When a host sends a snapshot (via agent, SSH pull, or manual upload), the server:

  1. Resolves the advisory scope key — determines which advisory database applies to this host based on OS family, name, version, and architecture.
  2. Registers scope demand — marks that scope as needed, triggering an advisory database sync if it hasn't been downloaded yet.
  3. Runs the matcher — compares every installed package against the advisory database's affected package rules and fixed packages.

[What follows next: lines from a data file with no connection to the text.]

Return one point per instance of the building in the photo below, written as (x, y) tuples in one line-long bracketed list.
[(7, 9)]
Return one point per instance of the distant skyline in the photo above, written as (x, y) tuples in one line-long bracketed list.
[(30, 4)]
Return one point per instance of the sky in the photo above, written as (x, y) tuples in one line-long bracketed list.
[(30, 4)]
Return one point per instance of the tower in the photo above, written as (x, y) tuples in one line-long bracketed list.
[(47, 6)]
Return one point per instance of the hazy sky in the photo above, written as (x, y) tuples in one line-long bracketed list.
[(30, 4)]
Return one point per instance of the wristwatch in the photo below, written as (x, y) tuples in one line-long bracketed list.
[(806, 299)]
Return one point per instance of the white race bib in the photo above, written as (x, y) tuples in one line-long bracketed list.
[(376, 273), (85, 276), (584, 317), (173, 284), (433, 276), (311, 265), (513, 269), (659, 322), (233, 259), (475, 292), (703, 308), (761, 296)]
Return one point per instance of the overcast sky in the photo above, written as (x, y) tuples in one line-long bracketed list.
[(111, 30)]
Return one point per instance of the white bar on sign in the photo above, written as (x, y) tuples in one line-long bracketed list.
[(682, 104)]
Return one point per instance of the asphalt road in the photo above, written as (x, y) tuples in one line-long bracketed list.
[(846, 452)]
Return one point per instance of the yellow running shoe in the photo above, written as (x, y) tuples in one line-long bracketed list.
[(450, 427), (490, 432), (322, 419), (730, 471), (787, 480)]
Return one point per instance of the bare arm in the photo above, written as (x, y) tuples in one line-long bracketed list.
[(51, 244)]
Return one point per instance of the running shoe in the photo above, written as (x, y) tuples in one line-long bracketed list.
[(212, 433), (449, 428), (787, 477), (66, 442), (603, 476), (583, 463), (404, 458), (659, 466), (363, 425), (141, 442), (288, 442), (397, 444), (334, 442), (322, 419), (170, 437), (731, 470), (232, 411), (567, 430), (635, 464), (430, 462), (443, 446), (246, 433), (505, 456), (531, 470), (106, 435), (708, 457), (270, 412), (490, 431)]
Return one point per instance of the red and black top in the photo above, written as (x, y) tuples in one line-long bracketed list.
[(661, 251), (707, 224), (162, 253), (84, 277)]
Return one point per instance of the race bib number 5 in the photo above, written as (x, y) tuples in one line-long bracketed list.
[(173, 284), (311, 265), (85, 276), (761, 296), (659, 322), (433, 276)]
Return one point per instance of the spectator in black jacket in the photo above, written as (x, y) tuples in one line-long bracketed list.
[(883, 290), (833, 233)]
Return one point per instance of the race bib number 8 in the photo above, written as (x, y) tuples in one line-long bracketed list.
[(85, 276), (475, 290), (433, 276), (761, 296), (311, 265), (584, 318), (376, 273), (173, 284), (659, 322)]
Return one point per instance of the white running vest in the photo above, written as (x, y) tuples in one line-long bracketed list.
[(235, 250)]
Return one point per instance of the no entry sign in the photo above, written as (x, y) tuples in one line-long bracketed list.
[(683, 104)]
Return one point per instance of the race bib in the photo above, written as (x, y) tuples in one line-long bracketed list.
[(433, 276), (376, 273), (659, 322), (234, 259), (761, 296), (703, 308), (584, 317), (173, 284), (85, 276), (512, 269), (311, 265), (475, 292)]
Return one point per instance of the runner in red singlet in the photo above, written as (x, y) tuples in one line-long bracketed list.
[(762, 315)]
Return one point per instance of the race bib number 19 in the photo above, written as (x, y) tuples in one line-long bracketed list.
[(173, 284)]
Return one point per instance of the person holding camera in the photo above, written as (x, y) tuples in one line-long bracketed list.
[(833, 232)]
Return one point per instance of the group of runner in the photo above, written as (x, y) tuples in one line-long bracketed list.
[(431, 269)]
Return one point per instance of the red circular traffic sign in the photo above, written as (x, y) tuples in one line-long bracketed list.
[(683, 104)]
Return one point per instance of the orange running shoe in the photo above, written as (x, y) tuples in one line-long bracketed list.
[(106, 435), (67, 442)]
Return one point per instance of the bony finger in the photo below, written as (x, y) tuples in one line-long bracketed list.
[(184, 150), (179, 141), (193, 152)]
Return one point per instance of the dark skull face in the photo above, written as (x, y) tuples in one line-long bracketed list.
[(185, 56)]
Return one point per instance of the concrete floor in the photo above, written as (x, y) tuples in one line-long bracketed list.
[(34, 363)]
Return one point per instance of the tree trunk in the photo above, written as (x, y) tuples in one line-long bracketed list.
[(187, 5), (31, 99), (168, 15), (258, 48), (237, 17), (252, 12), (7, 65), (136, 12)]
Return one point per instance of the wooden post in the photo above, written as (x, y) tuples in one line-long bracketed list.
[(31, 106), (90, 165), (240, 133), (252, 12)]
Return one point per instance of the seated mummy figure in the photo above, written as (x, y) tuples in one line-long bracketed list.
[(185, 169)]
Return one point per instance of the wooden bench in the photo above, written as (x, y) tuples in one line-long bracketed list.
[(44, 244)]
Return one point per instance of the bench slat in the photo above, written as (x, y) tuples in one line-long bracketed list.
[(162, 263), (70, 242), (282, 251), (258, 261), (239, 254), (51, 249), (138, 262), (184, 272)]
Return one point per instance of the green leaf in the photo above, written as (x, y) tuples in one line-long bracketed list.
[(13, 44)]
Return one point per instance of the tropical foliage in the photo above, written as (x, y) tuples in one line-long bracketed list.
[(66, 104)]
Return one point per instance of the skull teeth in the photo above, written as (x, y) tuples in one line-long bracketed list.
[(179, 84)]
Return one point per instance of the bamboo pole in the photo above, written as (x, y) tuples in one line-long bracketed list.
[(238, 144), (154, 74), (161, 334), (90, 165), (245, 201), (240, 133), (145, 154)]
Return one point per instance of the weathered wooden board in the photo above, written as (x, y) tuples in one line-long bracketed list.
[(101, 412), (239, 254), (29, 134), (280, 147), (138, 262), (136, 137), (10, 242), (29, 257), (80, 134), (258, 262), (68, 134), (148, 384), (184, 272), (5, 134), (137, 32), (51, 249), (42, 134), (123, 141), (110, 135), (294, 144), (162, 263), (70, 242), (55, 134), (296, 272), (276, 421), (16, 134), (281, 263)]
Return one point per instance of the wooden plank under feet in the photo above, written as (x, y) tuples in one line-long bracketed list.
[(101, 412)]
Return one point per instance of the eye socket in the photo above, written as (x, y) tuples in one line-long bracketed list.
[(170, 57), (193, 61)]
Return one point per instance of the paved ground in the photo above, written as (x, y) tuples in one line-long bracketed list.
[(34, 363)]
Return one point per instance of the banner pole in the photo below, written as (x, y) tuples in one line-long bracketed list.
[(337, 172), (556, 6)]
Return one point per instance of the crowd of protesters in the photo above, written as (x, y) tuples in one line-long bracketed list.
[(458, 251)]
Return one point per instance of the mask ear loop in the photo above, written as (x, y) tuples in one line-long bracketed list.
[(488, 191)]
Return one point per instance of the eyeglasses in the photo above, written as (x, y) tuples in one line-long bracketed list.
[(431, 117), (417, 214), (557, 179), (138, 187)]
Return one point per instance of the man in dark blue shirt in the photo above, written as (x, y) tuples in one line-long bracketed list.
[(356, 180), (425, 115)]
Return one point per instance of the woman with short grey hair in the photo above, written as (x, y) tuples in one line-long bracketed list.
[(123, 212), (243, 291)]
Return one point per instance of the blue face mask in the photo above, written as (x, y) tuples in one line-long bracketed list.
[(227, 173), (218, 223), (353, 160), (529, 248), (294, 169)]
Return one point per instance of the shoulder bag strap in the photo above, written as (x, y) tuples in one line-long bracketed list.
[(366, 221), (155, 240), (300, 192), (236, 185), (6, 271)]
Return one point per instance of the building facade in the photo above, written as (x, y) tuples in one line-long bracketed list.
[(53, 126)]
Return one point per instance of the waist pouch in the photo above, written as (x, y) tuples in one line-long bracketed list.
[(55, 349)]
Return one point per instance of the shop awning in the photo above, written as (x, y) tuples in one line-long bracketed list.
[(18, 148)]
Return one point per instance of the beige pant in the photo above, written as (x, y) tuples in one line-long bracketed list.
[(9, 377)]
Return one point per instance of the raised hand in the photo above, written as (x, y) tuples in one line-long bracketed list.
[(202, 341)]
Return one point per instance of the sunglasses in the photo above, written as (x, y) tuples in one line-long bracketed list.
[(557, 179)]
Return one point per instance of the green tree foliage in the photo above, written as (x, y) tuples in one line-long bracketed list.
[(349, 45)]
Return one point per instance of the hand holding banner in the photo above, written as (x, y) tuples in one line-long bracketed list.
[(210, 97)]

The matcher uses two comparison strategies depending on the package family:

  • RPM systems — uses RPM epoch-version-release (EVR) comparison rules, matching against affected_package_rules and fixed_packages from the advisory database.
  • APT systems — uses Debian version comparison rules to compare installed versions against affected version ranges.

What gets matched

For each advisory, the advisory database contains:

  • Affected package rules — conditions that determine if a package version is vulnerable (e.g., "package openssl with version < 3.0.10-1 is affected")
  • Fixed packages — the specific package versions that resolve the advisory
  • Product streams — the distribution channel (e.g., "Rocky Linux 10.2 BaseOS x86_64") the advisory applies to

The matcher checks each installed package against these rules and records a match if the installed version falls within an affected range.

Interpreting results

On the host detail page, you'll see:

  • Vulnerable packages — packages with installed versions that match an advisory's affected rules, along with the advisory ID, severity, and available fix version
  • Upgradable packages — packages where a newer version exists in enabled repositories, even if no advisory is attached
  • Kernel posture — whether the running kernel is older than the latest installed kernel (meaning a reboot is needed to apply a kernel update)
  • Overall action — the recommended next step: none, update_package, or reboot

Severity levels

Advisories are categorized by severity as defined by the upstream distribution:

SeverityMeaning
CriticalRemote code execution or similarly severe vulnerabilities
ImportantSignificant vulnerability with real exploitation risk
ModerateVulnerability that may be exploitable in specific configurations
LowMinimal practical impact

No-fix advisories

Some advisories have no fixed package available yet. These appear as "no fix" in the host state. PatchBase tracks them so you're aware, but there's nothing to update to until the distribution publishes a fix.

Unknown status

If the matcher can't determine whether a package is affected (for example, the advisory database doesn't have rules for a specific package version), the host's state for that advisory is marked as "unknown." This is worth investigating manually.

Re-matching after advisory sync

When the advisory database for a scope is updated (new advisories published upstream), PatchBase automatically re-matches all hosts in that scope. You don't need to wait for the next host snapshot — the matching runs against existing snapshot data with the fresh advisory records.